On Grief i Never Fully Knew.
I have never truly experienced grief, not the kind that sits in your bones and rearranges your faith. Not the kind that hollows out your chest and changes the way sunlight feels. My family is alive. My parents were present for most of my life. My siblings are still breathing, still reachable by phone or a corridor away from me. And that, in a world like this, feels like a rare privilege.
But I think the earliest encounter I had with what I thought was grief was when my maternal step-grandmother, Hajiya Fati, passed away. I must have been three or four, too young to understand the weight of what was happening. I remember watching everyone cry. The air was heavy, the house filled with murmurs and sobs. I didn’t know what was going on, only that sadness had taken over the room. And so, I tried to fit in. I forced myself to cry, but the tears wouldn’t come. So, innocently, I used my saliva to mimic the tears. Whenever I recall that moment, I can’t help but laugh. It was a child’s way of trying to belong to something she didn’t yet comprehend.
I never met my maternal grandfather either. I have no personal memories of him, yet somehow, through stories passed down, I still grieve. A quiet, nameless grief. One my soul has made room for, even without direct experience. It’s fascinating how the mind finds ways to mourn what the heart never touched.
But the first time I cried, like really cried for someone’s death, was Yusif. Then Aliyu. Two boys, two years apart. Two people who were once loud and living, now only accessible through memory.
It’s strange how death doesn’t always come with screaming or sobbing. Sometimes it just lingers quietly in your chest, like a cough you haven’t yet learned how to let out. Sometimes it looks like scrolling through old WhatsApp messages or standing too long over a voice note you forgot to delete. Sometimes it’s simply the way you pause when someone says their name, or how your memory edits itself to make room for a version of them that will never grow older.
Aliyu had a smile that made everyone forget their own problems. Yusif was stubborn in the way only kind-hearted boys can be gentle underneath all the noise. Both of them reminded me that youth is not a shield.
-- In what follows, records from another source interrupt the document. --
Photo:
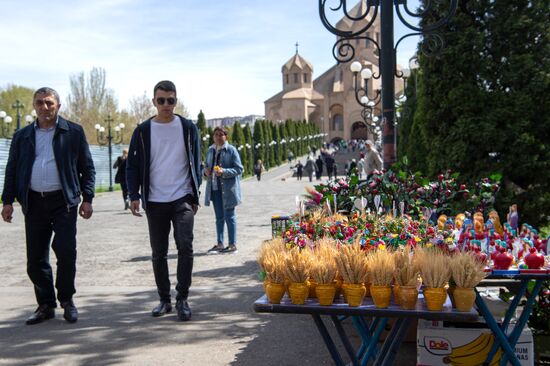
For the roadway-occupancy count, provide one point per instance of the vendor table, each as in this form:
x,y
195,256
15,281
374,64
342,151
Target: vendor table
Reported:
x,y
369,322
508,342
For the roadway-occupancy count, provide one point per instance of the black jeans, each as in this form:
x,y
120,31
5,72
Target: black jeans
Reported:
x,y
47,215
160,216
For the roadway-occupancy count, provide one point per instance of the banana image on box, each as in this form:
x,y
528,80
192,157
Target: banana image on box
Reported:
x,y
474,353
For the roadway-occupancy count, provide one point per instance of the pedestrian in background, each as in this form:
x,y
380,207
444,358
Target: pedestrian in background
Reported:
x,y
49,167
309,168
223,188
373,161
319,167
258,169
163,170
120,176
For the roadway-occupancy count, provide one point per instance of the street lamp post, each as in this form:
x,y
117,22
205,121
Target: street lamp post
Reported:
x,y
108,140
6,124
18,106
344,51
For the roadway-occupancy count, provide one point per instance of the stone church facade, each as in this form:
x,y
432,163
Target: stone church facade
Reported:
x,y
329,100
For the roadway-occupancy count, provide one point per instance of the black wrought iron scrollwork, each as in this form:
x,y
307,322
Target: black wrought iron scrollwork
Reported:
x,y
371,5
344,51
432,44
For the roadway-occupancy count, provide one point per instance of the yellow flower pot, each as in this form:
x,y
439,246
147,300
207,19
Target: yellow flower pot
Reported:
x,y
396,289
312,285
380,295
325,293
450,292
435,298
354,293
408,295
275,292
367,286
464,298
298,292
338,285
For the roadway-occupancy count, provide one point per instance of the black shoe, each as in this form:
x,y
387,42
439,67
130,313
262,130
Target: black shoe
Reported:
x,y
216,249
184,311
70,312
43,312
161,309
230,249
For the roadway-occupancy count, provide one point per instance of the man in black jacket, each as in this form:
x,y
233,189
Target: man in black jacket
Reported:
x,y
49,168
164,171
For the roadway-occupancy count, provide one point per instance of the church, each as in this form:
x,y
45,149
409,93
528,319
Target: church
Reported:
x,y
329,101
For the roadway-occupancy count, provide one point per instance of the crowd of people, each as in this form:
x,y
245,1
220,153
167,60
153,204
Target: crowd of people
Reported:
x,y
53,179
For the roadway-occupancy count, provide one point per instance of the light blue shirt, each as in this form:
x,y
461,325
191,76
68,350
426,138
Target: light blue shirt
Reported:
x,y
45,176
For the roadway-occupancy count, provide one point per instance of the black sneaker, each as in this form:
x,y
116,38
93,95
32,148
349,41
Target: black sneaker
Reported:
x,y
184,311
230,249
70,312
216,249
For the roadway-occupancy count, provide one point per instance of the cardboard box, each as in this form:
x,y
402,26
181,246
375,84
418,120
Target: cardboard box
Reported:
x,y
440,344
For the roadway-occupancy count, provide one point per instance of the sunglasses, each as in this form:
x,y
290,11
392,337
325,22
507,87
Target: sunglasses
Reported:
x,y
169,101
40,103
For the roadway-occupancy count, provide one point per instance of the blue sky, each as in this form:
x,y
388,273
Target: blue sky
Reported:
x,y
224,56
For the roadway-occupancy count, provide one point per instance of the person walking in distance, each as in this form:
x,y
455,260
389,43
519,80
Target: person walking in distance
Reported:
x,y
164,172
299,170
258,169
309,168
223,188
120,176
373,161
319,167
49,167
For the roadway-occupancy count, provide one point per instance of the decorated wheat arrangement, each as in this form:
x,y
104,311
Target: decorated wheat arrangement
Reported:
x,y
434,267
467,270
406,267
323,264
381,267
352,263
297,265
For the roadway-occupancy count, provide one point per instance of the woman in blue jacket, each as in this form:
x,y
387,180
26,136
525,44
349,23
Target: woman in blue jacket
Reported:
x,y
223,169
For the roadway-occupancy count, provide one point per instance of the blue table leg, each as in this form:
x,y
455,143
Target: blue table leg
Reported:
x,y
493,325
345,340
328,340
524,317
362,328
396,342
388,341
374,340
509,314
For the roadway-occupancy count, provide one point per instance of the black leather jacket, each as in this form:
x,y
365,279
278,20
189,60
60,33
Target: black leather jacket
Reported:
x,y
139,154
72,156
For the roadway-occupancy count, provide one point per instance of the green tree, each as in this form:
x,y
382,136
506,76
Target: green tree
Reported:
x,y
482,102
239,142
247,131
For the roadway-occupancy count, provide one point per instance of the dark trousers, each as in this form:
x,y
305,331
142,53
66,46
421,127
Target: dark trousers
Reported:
x,y
46,216
160,217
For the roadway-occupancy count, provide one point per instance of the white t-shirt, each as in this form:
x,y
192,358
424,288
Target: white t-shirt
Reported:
x,y
169,177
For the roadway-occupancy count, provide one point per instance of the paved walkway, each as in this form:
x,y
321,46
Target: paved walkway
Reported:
x,y
116,293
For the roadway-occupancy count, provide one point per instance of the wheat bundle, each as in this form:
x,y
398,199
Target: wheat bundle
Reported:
x,y
434,267
406,268
381,267
352,263
268,247
297,265
467,270
323,264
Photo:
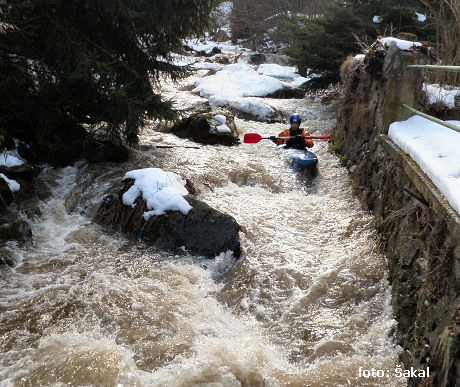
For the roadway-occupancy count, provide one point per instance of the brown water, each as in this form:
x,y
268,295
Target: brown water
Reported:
x,y
308,303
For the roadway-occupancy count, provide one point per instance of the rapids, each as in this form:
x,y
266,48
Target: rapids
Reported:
x,y
307,304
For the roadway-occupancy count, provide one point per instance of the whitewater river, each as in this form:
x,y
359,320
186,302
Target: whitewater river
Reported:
x,y
307,304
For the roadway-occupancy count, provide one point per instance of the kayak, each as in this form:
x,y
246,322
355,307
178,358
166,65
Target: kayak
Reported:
x,y
302,159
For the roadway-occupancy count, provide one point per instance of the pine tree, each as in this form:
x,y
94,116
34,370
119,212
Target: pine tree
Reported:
x,y
322,43
67,64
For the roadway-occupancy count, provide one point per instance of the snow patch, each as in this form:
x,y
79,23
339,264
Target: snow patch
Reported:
x,y
13,184
445,95
162,191
420,17
425,141
402,44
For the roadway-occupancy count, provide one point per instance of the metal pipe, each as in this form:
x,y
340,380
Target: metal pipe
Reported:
x,y
435,67
431,118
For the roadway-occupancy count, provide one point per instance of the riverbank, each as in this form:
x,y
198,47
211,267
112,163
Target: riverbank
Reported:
x,y
419,231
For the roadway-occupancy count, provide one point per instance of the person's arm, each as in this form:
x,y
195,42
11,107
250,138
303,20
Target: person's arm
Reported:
x,y
281,141
308,141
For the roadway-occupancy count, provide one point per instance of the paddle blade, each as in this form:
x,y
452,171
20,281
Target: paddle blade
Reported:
x,y
252,138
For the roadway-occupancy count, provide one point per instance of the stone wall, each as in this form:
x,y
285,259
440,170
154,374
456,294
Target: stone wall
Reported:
x,y
419,231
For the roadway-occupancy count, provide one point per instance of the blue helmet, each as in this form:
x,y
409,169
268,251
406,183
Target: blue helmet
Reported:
x,y
295,118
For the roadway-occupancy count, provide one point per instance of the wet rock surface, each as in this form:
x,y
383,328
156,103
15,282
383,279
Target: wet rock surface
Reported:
x,y
419,232
202,128
203,231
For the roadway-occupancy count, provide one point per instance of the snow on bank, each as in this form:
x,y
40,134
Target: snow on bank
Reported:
x,y
283,72
162,191
238,86
233,84
445,95
13,184
207,45
402,44
237,80
435,149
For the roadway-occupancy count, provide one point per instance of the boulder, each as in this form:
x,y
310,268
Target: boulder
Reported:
x,y
18,230
205,129
256,59
6,196
203,231
288,93
221,36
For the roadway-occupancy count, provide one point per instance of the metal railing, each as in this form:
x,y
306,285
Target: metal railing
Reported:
x,y
435,68
431,118
427,116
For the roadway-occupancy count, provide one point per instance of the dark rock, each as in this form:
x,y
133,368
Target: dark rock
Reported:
x,y
6,196
18,230
222,60
27,153
287,93
257,59
23,172
202,129
7,142
203,231
214,51
221,36
103,150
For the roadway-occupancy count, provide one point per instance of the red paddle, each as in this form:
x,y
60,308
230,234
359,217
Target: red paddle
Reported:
x,y
254,138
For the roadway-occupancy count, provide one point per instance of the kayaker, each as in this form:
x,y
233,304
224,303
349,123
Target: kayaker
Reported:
x,y
299,137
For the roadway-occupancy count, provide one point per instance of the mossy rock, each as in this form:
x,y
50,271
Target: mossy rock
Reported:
x,y
203,231
202,128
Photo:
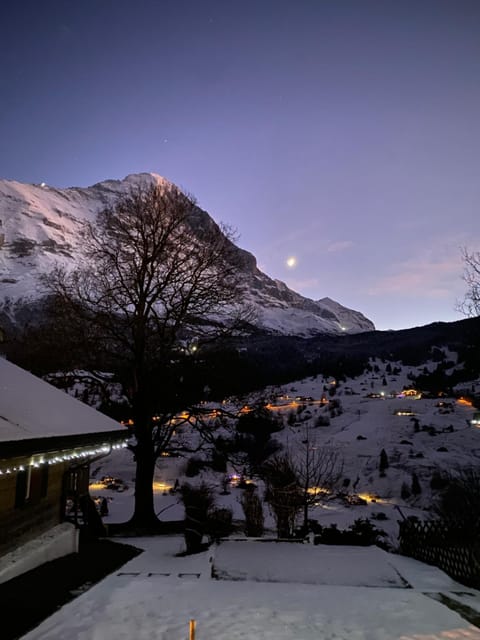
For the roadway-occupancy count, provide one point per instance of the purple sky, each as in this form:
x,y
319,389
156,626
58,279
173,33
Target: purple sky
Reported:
x,y
344,133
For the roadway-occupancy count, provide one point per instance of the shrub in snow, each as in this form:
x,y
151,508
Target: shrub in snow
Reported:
x,y
219,524
253,511
383,464
416,488
361,533
405,492
322,421
193,467
461,499
283,493
438,481
198,502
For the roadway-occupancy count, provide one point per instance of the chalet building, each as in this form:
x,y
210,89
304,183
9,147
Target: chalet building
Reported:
x,y
47,441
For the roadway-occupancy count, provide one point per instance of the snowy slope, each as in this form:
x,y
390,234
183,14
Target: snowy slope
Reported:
x,y
41,225
157,593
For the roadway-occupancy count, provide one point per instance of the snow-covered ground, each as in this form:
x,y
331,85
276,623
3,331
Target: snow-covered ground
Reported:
x,y
244,588
443,442
347,594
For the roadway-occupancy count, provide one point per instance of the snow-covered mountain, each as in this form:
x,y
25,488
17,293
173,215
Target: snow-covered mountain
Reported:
x,y
40,226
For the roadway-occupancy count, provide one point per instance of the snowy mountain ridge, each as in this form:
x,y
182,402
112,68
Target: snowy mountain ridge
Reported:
x,y
40,226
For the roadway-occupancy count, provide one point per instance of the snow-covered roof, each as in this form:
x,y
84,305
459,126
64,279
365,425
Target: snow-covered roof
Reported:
x,y
30,408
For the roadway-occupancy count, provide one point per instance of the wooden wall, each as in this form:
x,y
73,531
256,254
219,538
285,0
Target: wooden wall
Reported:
x,y
22,520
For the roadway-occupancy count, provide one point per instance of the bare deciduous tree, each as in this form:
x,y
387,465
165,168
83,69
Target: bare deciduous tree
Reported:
x,y
156,269
470,305
283,493
318,470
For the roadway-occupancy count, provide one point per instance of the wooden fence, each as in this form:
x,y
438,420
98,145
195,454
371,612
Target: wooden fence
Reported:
x,y
452,547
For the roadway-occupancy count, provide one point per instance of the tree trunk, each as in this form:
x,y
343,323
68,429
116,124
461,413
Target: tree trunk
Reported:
x,y
144,516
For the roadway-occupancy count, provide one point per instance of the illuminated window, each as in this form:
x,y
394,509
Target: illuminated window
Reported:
x,y
32,485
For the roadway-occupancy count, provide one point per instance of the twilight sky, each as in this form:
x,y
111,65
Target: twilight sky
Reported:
x,y
342,133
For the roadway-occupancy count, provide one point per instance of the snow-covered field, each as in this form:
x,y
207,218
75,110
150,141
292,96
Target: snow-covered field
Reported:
x,y
244,588
358,594
443,441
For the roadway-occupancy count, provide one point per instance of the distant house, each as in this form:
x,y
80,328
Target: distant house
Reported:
x,y
47,441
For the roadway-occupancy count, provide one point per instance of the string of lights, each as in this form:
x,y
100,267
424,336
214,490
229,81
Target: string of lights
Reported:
x,y
66,455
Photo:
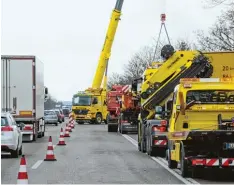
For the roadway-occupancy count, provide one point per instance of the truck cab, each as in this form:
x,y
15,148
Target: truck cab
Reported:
x,y
202,114
89,107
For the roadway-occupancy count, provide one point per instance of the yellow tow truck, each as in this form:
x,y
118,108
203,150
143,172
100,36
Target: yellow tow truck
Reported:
x,y
158,85
201,125
90,105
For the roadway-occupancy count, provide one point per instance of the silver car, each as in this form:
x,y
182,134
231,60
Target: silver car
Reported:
x,y
11,136
51,117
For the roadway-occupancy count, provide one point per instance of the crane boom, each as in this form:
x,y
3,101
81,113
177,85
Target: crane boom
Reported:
x,y
106,50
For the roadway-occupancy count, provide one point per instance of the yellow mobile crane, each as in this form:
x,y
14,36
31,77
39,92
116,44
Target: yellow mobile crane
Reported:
x,y
90,105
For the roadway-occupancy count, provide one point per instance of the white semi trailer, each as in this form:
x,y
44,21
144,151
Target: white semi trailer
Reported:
x,y
23,93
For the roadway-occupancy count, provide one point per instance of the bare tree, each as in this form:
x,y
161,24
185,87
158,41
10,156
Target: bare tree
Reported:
x,y
185,44
213,3
141,60
221,34
116,79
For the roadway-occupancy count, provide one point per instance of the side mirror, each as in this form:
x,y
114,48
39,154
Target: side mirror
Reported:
x,y
182,103
120,104
21,125
158,110
94,101
46,90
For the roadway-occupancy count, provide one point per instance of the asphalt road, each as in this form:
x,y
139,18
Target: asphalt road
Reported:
x,y
93,156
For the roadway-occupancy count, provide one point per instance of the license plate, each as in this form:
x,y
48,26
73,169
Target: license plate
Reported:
x,y
230,145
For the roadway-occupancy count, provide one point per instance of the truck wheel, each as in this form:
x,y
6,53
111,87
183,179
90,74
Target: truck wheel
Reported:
x,y
143,146
21,150
98,119
171,163
183,164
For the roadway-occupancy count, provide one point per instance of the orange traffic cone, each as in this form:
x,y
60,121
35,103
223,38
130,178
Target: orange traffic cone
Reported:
x,y
67,134
50,151
72,124
61,138
22,175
That being good, or young, or beloved, does not guarantee a long life.
Allah yafu Yusuf Taha, Aliyu Abubakar, Hajiya Fati, Jaafaru Mairiga, Muhammad Attahiru, Ruqaiya Attahiru, Khalifa Jaafaru. Ameen.
Maybe grief isn’t always loud. Maybe it’s the quiet realization that you’ll never laugh with them again. That you’ll never get a text from them again or see them at a gathering, or in Amigo’s slush cue now 4u, or randomly run into them after Eid prayers at An-noor mosque. Maybe grief is the weight of knowing they were just here, and now they’re not.
And maybe that’s what makes grief so unfair. It’s not just about who we lose, but when. And how. And what we never got the chance to say before the curtain closed.
I still don’t know if I’ve truly grieved. But I carry them with me. In memory. In moments. In quiet.
And maybe, for now, that’s enough.

I think I would never fully comprehend grief. How things go from being full of life to empty . Never lost a someone close before, but for others I just casually remember I would never run into this person.